谁想比赛结束没一会儿,他正准备返程的时候,却听到了一些不堪入耳的讨论。
“要不是平等院突然搞那么一手,今天拿冠军的说不定就是我们了。”
“也不知道他到底搞什么鬼,输完球还玩消失这一套,不会是愧对我们不敢露面了吧?”
“整个队伍的胜利都砸在他身上了,他不愧疚谁愧疚?不敢露面也好,最好回去教练直接就把他踢出队伍,反正我早就看他不爽了。”

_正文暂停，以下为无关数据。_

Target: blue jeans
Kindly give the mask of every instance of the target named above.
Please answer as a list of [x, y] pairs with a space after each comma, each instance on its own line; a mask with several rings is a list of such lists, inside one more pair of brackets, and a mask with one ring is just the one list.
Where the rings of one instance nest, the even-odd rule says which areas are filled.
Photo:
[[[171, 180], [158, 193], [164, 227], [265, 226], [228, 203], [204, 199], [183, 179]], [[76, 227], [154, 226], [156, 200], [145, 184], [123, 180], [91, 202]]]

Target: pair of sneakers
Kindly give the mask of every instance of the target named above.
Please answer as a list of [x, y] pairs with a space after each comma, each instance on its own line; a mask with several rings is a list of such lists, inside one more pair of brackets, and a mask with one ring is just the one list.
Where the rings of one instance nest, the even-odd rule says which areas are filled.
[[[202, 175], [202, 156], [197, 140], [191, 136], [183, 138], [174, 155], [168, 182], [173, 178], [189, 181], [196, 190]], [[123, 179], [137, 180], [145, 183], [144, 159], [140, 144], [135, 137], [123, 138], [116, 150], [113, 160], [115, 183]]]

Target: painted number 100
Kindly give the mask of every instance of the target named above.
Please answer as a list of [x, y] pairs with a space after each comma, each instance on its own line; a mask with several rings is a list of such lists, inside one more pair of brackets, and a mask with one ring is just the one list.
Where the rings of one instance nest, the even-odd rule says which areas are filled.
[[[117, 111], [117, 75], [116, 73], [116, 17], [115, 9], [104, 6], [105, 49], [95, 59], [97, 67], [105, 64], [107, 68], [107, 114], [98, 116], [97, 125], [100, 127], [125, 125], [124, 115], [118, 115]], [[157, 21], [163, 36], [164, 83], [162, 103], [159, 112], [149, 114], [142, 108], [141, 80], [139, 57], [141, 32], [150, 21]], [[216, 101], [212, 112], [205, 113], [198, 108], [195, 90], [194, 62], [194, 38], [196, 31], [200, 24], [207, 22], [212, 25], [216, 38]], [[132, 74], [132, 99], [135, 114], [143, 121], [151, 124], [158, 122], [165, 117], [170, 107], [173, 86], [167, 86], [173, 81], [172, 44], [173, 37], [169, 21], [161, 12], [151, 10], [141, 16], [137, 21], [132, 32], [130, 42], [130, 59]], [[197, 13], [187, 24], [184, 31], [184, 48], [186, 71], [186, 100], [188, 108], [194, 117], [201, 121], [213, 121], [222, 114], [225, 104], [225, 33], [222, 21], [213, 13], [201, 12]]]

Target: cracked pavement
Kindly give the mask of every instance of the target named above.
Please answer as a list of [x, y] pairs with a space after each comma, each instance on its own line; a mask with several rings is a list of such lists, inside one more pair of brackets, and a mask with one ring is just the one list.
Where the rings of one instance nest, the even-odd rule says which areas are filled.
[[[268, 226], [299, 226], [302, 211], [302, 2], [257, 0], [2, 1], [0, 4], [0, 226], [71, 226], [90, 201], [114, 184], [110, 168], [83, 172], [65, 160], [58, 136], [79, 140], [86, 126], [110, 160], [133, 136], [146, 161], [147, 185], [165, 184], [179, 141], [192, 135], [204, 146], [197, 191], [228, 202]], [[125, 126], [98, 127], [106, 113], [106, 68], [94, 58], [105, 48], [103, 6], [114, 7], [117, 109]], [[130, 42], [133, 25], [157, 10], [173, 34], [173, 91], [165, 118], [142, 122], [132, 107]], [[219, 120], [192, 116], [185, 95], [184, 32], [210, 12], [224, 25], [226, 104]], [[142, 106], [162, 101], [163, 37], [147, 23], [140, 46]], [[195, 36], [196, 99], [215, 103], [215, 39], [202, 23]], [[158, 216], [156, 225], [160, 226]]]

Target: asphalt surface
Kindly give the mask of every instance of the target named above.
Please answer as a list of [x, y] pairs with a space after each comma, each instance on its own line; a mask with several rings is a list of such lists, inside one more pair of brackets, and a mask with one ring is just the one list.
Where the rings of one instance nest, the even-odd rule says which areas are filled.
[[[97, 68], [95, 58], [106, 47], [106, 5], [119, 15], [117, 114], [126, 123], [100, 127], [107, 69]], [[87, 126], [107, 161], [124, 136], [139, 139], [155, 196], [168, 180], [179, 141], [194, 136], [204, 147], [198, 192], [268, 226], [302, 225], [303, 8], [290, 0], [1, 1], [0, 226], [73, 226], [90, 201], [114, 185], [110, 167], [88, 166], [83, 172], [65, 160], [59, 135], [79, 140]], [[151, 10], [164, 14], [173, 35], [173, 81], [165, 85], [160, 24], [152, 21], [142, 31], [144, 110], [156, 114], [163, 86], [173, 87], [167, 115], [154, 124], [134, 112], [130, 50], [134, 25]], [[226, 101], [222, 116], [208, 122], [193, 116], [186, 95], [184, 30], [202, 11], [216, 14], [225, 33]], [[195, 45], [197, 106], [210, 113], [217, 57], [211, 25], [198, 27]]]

“平常拽的要死,一副天老大地老二他老三的架势,结果比赛比成这样,亏我还以为他有多厉害呢。”
“你们说他会不会真收法国队的钱打假赛了?”
“切,我看他就是纯菜,一个高一的混小子,能成什么气候?这不一上世界赛就露怯了?”
“但他赢了阿玛迪斯哎……”
“那个阿玛迪斯那天明显是状态不好啊!而且你看人家比完赛脸不红气不喘的,很明显也根本没认真好吧?!”
……
接下来的话仁王没有再听了,他也没有回医院,而是直接打车以最快的速度赶到了霓虹队的选手酒店,并在酒店外的台阶处,成功拦截到了赶回来的高中生们。
“我要和你们比赛。”
人在愤怒到极致的时候,往往有两种极端反应,一种是彻底失控,一种是极度冷静,而仁王正好是第二种。
“你来做什么?”三船感受着仁王的低气压,皱眉问。
“我说了,我要和你的选手们比赛。”
“发生什么事了?”
“和我比赛。”
“你怎么和三船教练说话的。”有一个高中生开始对仁王不满了,“我们还要回去收拾东西去机场呢,别拦路好吧小学弟?”
“和我比赛,比完赛再走。”
“诶不是你抽什么疯?我说我们要去赶飞机,你听不懂吗?”
“够了。”三船不爽地回头让那个高中生把嘴闭上,然后重新对仁王说:“你要挑战谁?”
“全部,所有人,和我打一场。”
“你疯了吧!”这下不止一个高中生忍不了了,“小学弟听话点,我们今天没什么心情和你们打比赛,也没心情哄你,乖乖让开,该回哪回哪去。”
“你们心情不好是因为今天站在台上比赛的不是自己对吧?”
“不然你以为呢?”仁王的话像是点燃了某种小范围的炮火,让本就心存不满的人释放了自己心里的潘多拉魔盒。“我们看在你还是个小朋友的份上本不想和你多说什么,这事儿本也和你没有关系,可你既然敢来就说明你也知道了是吧?所以你来干什么?为平等院抱不平?可我们说的有问题吗?如果不是他我们怎么可能输得那么难看?!他难道没有责任吗?!”
“呵。”闻言,仁王没控制住冷笑一声,“你们可真有意思。”
“你这话是什么意思?”
“没什么意思,还是那句话,和我打一场,飞机的事儿不用你们操心,打完比赛自然有飞机送你们回国。”
“真不愧是平等院的弟弟,和他一样倔,那我就和你打一场,用网球把你的嘴堵上。”
“希望你有这个实力。”
“那个……”这时躲在大曲身后只露出个脑袋的种岛开口道:“小仁王,我赶轮船。”
“……”依他对种岛的了解,这人是不太可能说什么不该说的话的。“那种岛前辈,你如果不想和我比试,可以直接离开,如果你想留下,我也给你安排新的游轮。”
“我可以留在这里看戏,不是不是,看比赛,但是不和你打吗?”
“……”今日的第二次无语同样贡献给种岛,“想来就来吧。”
距离酒店最近的网球场内,没有随身携带球拍的仁王,借用了种岛的球拍,站在球场的一边:“也别啰嗦了,也别管换不换场这些规矩了,我就在这边,你们一个个来,发球权全让你们,打就可以,其他什么废话都没必要说。”
“那就让我来教训教训你这个狂妄的臭小子!”
之前最直接表露出对平等院不满的那个高三生第一个上场,而且也没有半点藏着掖着的意思,上来就用了他的拿手绝技,一个能造成多重冲击的高速球,但他没想到,这个他引以为傲的绝招,竟然被仁王轻而易举就破解掉了。